A級・杉本優太、女子級・谷みいな、B級・今城貴仁が戴冠
文部大臣賞 第70回 全日本アマチュアポケットビリヤード選手権大会@名古屋・名東スポーツセンター
各級優勝者。左からA級・杉本優太、女子級・谷みいな、B級・今城貴仁
11月5日(日)は『文部大臣賞 第70回全日本アマチュアポケットビリヤード選手権大会』、通称アマローテの決勝日。既に前日会場に集まった約400名は半数以下にまで絞られている。

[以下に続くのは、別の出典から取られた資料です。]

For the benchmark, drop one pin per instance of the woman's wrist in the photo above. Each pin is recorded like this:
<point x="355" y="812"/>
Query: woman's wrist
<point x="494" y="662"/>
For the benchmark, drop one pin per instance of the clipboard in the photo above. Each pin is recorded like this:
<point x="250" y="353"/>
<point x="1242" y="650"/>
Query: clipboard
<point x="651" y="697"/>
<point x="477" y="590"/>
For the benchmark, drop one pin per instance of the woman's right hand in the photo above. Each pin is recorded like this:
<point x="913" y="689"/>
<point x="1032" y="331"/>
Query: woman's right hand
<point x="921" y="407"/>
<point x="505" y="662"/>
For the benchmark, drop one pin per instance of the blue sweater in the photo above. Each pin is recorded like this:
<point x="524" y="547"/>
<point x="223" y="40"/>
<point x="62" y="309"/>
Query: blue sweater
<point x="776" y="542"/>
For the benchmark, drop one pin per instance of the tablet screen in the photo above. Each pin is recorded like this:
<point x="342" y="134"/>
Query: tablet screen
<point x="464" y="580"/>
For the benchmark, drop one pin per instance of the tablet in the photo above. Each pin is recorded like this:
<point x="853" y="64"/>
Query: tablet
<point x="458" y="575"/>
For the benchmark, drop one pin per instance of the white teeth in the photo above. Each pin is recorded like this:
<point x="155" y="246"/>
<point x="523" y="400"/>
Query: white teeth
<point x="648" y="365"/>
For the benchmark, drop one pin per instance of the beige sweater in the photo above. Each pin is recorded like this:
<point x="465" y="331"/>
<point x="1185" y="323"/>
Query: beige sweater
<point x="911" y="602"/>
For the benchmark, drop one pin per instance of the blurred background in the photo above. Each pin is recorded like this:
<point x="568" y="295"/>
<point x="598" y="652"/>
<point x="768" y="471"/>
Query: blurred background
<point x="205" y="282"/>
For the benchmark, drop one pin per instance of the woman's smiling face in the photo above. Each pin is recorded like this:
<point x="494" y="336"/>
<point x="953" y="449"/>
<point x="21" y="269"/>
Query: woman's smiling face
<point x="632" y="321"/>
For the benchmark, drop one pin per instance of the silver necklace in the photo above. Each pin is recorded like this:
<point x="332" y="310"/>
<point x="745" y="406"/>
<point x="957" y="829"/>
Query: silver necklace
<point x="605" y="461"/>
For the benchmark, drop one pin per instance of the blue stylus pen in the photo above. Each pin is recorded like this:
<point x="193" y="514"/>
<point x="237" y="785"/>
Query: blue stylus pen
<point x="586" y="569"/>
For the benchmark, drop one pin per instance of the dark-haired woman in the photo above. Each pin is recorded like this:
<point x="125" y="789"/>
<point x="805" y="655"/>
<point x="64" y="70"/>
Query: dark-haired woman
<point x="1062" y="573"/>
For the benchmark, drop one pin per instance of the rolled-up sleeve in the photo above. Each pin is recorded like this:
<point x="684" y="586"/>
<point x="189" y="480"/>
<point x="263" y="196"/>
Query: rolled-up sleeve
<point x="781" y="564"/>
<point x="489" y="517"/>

まずはB級から。勝者側から勝ち上がったのは広島の今城貴仁、敗者側からは勝者ベスト4で裏に回った大分の首藤洋助が3連勝で決勝の舞台へ。決勝は今城が首藤を57点に抑えて全国タイトル獲得だ。今城は球歴5年の22歳。広島にはあのレジェンドがいるのだから、これからは同じ舞台で更なる高みを目指して欲しい。
B級優勝・今城貴仁
B級2位・首藤洋助
B級3位・山野哲司
女子級では3連覇を目指す神奈川の坂田夕紀が順調に勝ち星を積み上げ、堂々勝者側から決勝に進む。そして迎えた対戦相手が、同じ車で名古屋入りした谷みいなだった。大会3連覇か、アマ全国タイトル連勝か。注目の決勝は坂田が⑧からの残り3球を上がり切れずにプレーオフへ。

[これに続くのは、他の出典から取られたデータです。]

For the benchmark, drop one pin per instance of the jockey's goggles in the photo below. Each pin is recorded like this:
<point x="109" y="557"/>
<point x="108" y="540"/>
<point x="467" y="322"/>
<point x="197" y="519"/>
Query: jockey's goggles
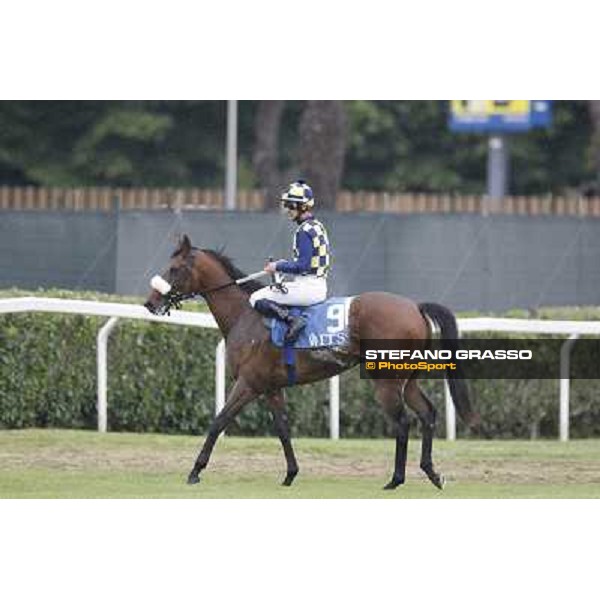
<point x="289" y="205"/>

プレーオフももつれて坂田が⑧を入れて83-83とタイに戻したものの、⑨に出せず。谷が敗者側11連勝で大会初優勝を飾った。「敗者側に回ってからは自分がどのあたりにいるのかわからぬまま、一つ一つの試合をするのに精一杯で、気が付いたら決勝でした! 1日に11試合というのはおそらく初めてですごく楽しかったし、疲れました。優勝出来てとても嬉しいです!」とは谷のコメント。十代後半でしかあり得ない勢いで強くなっている谷。全日本選手権での活躍に期待したい。
女子級優勝・谷みいな
女子級2位・坂田夕紀
女子級3位・河内恵里
A級では連覇を目指した静岡の渡邊覚が勝者4回戦で敗者側に回ってしまう。渡邊はそこから4つ勝ったが、敗者9回戦で終了となってしまった。ちなみに優勝まではあと6勝が必要だった計算になる。佐賀国スポ記念大会に勝った神奈川の林武志は勝者ベスト4まで進むも大阪の吉岡保俊に敗れ、敗者側で1勝したものの石川の杉本優太に敗れてアマ全国タイトル連勝はならなかった。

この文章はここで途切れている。